Today Politico Arena asks:

Comment please on Podhotetz on Palin

My response:

To complete Norman Podhoretz’s thought in this morning’s Wall Street Journal, “I knew Ron Reagan. Ron Reagan was a friend of mine. Governor Palin, you’re no Ron Reagan – but I like you all the same.” And that distinguishes Podhoretz from those “conservative intellectuals” whose antipathy to Sarah Palin and “the loathsome Tea Party rabble” is ultimately explained, he believes, by “the same species of class bias that Mrs. Palin provokes in her enemies and her admirers.”

To be sure, that “class bias” explains a good measure of the hostility Mrs. Palin has faced, especially among that often diverse band called neoconservatives. For like their counterparts on the left, most neoconservatives find their roots in progressivism, not in limited government classical liberalism, and hence in the idea that society should be “run” by elites trained at the “best schools” – the difference being that in engineering society the neoconservatives march to different drummers than modern liberals. Both camps have greater faith in government than does ”the common man,” who is distrusted by both camps (not always without reason), although Podhoretz seems more trustful than most in his band.

Where he errs, I believe, is in his too breezy comparison of Palin to Reagan. There are similarities of course – especially in the reactions of elites to both, on which his essay dwells – the most important of which is that both show a certain common sense approach to the world and to public affairs. Their intuitions seem sound, that is. But it takes more than sound intuition to be a successful president. Ronald Reagan was always underestimated. Unlike so many of his elite critics, left and right, he came from humble beginnings, but he was an autodidact his whole life. He read and understood economists, political theorists, historians, and biographers. That knowledge, coupled with a wealth of experience, including two successful terms as governor of the nation’s largest state, distinguishes him from Mrs. Palin. Both have that common sense that enables them to speak to “the common man,” but the similarity ends there.
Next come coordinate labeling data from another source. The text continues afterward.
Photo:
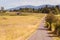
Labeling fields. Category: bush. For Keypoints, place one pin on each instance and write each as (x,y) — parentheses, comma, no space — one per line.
(50,18)
(57,27)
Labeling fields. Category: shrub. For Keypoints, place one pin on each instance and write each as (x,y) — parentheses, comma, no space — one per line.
(57,27)
(50,18)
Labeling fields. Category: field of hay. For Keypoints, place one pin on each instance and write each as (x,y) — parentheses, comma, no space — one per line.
(18,27)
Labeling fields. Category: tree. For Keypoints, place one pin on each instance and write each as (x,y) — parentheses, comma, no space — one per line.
(50,18)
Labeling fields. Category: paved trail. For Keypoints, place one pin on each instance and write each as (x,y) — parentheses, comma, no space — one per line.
(41,33)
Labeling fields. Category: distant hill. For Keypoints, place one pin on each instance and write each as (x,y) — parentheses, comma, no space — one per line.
(30,6)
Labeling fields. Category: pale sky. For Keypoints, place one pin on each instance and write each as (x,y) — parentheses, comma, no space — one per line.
(14,3)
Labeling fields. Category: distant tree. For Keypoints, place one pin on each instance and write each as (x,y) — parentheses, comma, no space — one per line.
(50,18)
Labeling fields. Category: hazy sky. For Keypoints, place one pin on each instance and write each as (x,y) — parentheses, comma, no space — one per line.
(14,3)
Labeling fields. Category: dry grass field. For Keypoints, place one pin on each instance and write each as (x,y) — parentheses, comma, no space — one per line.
(18,27)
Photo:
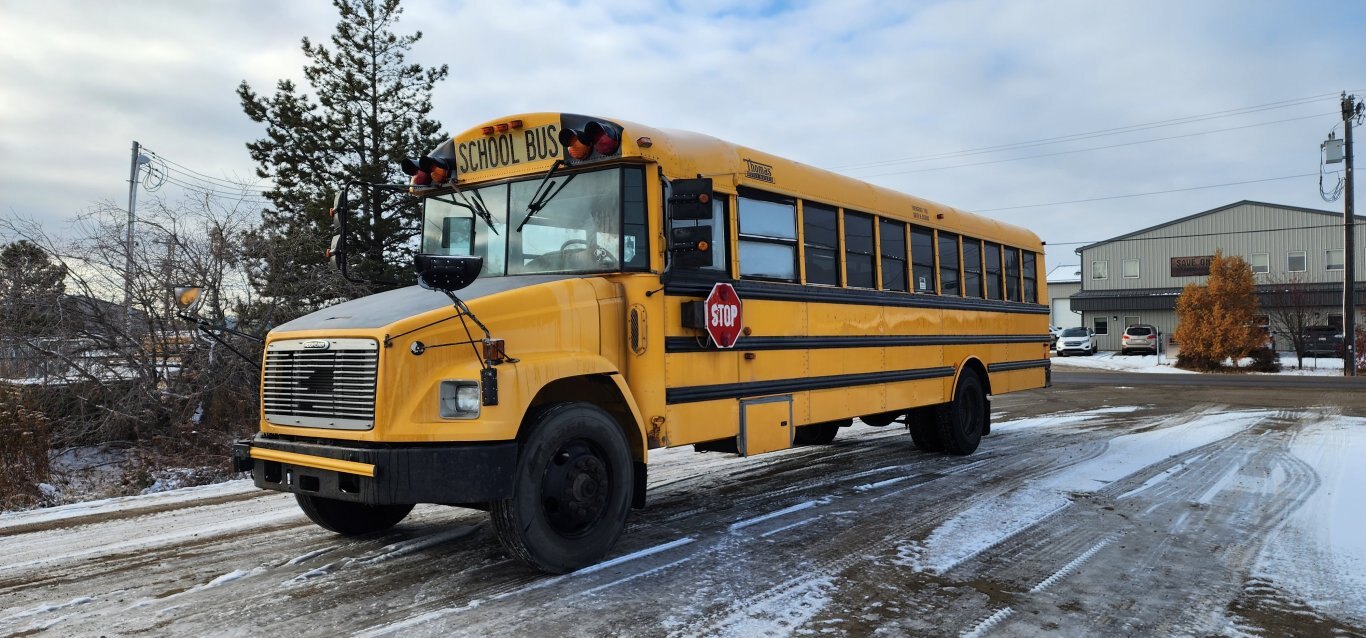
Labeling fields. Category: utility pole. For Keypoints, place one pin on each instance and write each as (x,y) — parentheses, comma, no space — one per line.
(1351,108)
(138,160)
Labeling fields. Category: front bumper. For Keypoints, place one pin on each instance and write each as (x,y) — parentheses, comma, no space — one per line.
(380,474)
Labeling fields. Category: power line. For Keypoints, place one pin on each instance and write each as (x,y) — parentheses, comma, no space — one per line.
(1198,235)
(1098,133)
(1144,194)
(1096,148)
(193,174)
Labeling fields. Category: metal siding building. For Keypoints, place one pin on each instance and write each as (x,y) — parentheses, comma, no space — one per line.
(1137,278)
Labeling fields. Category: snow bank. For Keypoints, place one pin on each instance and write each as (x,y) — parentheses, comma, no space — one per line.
(1320,552)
Perhaps Mrs. Palin will find the life she has carved out since leaving the governorship of Alaska will be attractive enough to encourage her to continue in it. My sense, however, is that the millions of Americans who today are deeply troubled by the direction the country is taking under the Obama administration are still looking for candidates who combine the understanding, the common sense, and the humility that Ronald Reagan so clearly embodied.